Kia’s Stinger GT is a sophisticated sedan that takes many pages from the books of its Euro rivals.
It puts the product out there at a hard-to-ignore price.
What’s it cost?
The Stinger range comprises a slightly bewildering six models.
There’s a 2.0-litre turbo version called the T-GDi 200S which sells for $47,390, GT-Line Black Leather version at $56,490 and then a quartet of 3.3-litre V6 models in the T-GDi 330S ($50,390), and powerhouse GT models in the Black Nappa Leather $60,990, the Night Sky Edition at $63,700 and the Carbon Edition at $64,990.
The Black Nappa, Night Sky and Carbon names got me confused, because our test car was finished in neon orange, which still looked orange in the night sky — and I had so much fun driving it I forgot to see if it had Black Nappa trim or some Carbon touches.
Not to worry. I think it was the $60,990 jobbie.
All of the Stingers come with an 8-speed automatic transmission and the GT we had featured five drive modes, all of them sensible sounding.
There’s Comfort (soft damper settings smooth gear changes and acceleration). Eco (green lights lower emissions and more trees), Custom (adjust anything you see fit on the onboard computer display), Sport (tightens damping, holds motor in ready for action revs and squeezes your last meal to the forefront of your next intention).
The rear-wheel drive sedan really is a GT and comes with a 272kW/510Nm twin-turbo V6, Brembo brakes, decent suspension and steering — all presented in a striking and surprisingly spacious body.
It’s a full-sized four-door sedan with a vast liftback hatch, more than up to the task of swallowing loads of luggage.
What’s it go like?
On the road the Stinger has a lot of presence.
It looks mildly angry but not about to bite and we had the amusing experience of being challenged at the lights by an uncivilised Italian supercar.
The half a million buck Italian wore a light blue tracksuit, swore loudly during the entire event and even spat flames at the Stinger before disappearing into a McDonald’s drive-through, probably for a McCafe espresso.

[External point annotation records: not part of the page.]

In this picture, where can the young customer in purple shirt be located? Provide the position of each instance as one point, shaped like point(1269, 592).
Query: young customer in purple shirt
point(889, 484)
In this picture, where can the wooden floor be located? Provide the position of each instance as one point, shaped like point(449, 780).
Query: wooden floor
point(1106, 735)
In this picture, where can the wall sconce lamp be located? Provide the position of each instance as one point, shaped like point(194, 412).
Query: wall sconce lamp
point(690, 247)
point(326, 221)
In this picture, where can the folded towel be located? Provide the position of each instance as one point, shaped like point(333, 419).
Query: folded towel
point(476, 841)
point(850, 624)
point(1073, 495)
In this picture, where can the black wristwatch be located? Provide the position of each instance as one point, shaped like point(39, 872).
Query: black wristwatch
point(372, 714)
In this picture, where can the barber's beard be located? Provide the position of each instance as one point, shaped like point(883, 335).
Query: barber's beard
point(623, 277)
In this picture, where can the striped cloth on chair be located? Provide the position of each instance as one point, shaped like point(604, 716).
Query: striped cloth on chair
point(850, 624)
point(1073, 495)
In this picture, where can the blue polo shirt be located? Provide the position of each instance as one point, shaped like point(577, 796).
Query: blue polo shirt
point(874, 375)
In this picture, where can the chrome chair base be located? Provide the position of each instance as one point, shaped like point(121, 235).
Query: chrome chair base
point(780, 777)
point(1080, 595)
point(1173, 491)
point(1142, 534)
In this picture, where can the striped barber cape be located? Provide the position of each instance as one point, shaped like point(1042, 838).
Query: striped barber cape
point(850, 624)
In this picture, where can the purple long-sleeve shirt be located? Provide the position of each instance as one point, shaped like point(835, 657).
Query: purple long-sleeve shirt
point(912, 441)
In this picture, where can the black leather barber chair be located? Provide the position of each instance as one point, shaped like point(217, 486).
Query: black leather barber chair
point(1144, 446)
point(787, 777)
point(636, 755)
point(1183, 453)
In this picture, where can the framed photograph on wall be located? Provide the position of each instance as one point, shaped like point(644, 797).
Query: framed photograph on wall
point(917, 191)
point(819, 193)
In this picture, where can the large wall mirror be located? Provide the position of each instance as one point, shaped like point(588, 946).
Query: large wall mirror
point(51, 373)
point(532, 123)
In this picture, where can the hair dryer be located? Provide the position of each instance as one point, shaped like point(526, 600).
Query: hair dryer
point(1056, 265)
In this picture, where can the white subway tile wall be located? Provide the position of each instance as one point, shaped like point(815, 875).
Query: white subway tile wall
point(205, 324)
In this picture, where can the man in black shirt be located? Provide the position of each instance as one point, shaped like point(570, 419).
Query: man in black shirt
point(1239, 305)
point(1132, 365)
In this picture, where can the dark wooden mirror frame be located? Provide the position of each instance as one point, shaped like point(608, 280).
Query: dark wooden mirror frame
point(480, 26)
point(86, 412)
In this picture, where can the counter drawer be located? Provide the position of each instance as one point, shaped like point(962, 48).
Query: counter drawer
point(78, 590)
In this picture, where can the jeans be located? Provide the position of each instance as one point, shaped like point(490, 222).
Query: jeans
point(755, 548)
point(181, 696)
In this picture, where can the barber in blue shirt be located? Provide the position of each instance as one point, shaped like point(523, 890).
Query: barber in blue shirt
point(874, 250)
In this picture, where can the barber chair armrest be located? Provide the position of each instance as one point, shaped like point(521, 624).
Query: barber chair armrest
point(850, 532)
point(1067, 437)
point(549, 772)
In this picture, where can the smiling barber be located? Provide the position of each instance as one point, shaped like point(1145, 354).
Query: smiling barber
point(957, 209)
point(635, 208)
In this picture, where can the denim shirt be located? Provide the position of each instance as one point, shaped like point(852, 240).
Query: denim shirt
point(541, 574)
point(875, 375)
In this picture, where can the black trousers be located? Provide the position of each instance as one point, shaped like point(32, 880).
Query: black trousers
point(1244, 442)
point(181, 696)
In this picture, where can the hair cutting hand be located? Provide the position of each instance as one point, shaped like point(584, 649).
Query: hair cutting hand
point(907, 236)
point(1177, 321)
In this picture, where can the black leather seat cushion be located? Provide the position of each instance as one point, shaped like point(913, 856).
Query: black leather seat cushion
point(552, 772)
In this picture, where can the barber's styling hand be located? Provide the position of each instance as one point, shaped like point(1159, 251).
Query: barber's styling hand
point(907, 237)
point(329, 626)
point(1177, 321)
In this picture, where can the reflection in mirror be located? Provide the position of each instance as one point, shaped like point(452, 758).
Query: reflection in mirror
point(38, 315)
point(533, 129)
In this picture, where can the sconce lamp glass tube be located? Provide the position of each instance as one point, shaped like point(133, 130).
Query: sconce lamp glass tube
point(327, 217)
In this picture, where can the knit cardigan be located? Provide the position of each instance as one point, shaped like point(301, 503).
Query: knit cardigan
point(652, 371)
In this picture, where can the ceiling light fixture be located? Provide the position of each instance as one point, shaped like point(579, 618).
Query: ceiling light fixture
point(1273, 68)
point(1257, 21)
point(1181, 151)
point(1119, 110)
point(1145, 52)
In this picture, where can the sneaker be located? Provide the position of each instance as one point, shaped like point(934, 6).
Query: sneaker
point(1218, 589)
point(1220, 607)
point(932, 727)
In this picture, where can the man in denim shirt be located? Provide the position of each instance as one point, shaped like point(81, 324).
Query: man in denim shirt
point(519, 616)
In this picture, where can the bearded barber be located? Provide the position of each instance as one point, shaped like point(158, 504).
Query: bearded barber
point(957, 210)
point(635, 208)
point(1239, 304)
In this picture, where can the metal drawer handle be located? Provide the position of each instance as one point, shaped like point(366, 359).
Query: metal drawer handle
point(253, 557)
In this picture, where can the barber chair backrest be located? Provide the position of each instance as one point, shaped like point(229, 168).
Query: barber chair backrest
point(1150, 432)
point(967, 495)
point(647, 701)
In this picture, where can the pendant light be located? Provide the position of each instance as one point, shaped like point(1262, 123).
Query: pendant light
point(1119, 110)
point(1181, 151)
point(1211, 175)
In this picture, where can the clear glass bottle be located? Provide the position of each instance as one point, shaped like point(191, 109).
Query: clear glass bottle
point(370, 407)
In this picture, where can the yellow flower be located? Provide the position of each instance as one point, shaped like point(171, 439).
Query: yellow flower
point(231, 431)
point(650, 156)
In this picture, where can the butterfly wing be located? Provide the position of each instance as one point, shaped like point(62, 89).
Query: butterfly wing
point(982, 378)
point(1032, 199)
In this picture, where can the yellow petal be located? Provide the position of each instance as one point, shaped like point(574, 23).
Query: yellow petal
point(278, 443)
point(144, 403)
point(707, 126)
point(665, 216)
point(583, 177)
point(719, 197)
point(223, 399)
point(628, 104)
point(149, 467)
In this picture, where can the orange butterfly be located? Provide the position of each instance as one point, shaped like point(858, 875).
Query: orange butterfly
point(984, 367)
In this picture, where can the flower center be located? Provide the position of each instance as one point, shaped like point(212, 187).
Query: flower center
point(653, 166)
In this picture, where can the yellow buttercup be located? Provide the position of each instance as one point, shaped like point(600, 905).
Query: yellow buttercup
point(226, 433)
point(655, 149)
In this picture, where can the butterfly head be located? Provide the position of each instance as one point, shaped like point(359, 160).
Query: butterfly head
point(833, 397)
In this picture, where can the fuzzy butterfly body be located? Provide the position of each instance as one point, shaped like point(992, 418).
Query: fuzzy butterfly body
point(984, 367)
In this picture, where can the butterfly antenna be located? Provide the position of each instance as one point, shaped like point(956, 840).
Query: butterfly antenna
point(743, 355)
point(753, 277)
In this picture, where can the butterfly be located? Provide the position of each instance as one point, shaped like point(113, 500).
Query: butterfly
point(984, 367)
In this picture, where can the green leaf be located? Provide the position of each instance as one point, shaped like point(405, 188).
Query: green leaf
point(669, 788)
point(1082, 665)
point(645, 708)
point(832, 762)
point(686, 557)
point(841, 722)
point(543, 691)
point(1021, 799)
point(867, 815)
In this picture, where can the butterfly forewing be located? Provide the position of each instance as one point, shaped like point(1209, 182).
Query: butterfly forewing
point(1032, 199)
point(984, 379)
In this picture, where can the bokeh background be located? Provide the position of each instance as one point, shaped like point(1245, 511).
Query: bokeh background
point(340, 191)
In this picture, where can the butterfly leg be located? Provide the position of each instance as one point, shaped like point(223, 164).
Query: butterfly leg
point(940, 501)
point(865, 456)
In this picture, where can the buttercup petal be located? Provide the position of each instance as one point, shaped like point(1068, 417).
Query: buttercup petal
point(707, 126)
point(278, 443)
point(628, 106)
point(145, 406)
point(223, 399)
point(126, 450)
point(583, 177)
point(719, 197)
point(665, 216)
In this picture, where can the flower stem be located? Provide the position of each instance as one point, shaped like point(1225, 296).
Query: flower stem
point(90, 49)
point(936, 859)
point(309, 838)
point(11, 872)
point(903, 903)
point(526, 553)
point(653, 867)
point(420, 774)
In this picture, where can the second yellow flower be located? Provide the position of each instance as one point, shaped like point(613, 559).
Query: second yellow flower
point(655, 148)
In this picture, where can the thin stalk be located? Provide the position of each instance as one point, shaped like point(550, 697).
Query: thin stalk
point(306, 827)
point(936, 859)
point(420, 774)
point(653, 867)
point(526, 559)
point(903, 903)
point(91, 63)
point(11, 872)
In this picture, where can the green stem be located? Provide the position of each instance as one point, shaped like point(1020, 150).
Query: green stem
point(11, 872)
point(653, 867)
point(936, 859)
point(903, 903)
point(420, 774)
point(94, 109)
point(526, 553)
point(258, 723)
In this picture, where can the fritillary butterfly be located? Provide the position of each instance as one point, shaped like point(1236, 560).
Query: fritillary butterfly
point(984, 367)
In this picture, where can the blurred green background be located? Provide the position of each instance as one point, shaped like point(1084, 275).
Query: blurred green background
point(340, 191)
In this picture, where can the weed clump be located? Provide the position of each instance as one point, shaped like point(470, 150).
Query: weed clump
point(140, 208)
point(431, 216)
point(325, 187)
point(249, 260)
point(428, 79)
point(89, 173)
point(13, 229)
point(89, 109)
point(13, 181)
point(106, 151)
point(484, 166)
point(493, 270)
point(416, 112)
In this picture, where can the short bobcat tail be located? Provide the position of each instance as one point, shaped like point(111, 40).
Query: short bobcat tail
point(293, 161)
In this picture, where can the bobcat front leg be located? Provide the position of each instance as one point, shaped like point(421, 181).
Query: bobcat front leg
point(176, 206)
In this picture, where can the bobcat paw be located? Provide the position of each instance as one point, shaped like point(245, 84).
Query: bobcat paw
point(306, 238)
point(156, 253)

We just let the Vettel-wannabe go. No sense in attracting blue lights or having your picture taken on a public road.
Instead, we sent our Flying Fanta through the turns of our usual test roads, where it sat very nicely, its Michelin Pilots on 19-inch alloys doing a great job under lateral and acceleration loads.
The torque converter handles the power well allowing fast shifting in the eight-speed box.
More road feedback could make it even better, but it’s a Grand Tourer and at that it’s superb.
If you’re serious about performance, well, it has launch control as well, not to mention a limited slip diff.
It can zip to 100km/h in better than 5 seconds.
No wonder the WA Police now have some of these cars to replace the Commodores heading for the Dinosaur Park.
The interior fitment is up to Euro standard too with an 8.0-inch touch screen, Harman Kardon speakers and CarPlay all easily managed.
The seating is excellent and there’s ample space front and rear, while the cargo area’s 406 litres can be expanded to 1114 litres by folding the back seats down. That’s huge.
The steering wheel has nice weight and thickness but can possibly obscure part of the instrument cluster, but it’s okay: there’s also a head-up display.
All in all, the Stinger may leave it’s big power claims trailing in the wake of its smoothly delivered class.
Stepping into the car left an impression of attention to detail in every department.
A well designed and thought out Grand Tourer that stands out in a marketplace now dominated by SUVs.
Official fuel economy figures are an average 10.2L/100km, which are easily beaten in open road cruising, but spot-on in city traffic.
For the rest, it has all the bits expected of a modern car, cameras, parking sensors, heated and cooled seats, an electric tailgate as well as dozens of electronic aids to keep you awake (yes!) and safe.
Better headlights than expected too. Excellent reach and spread.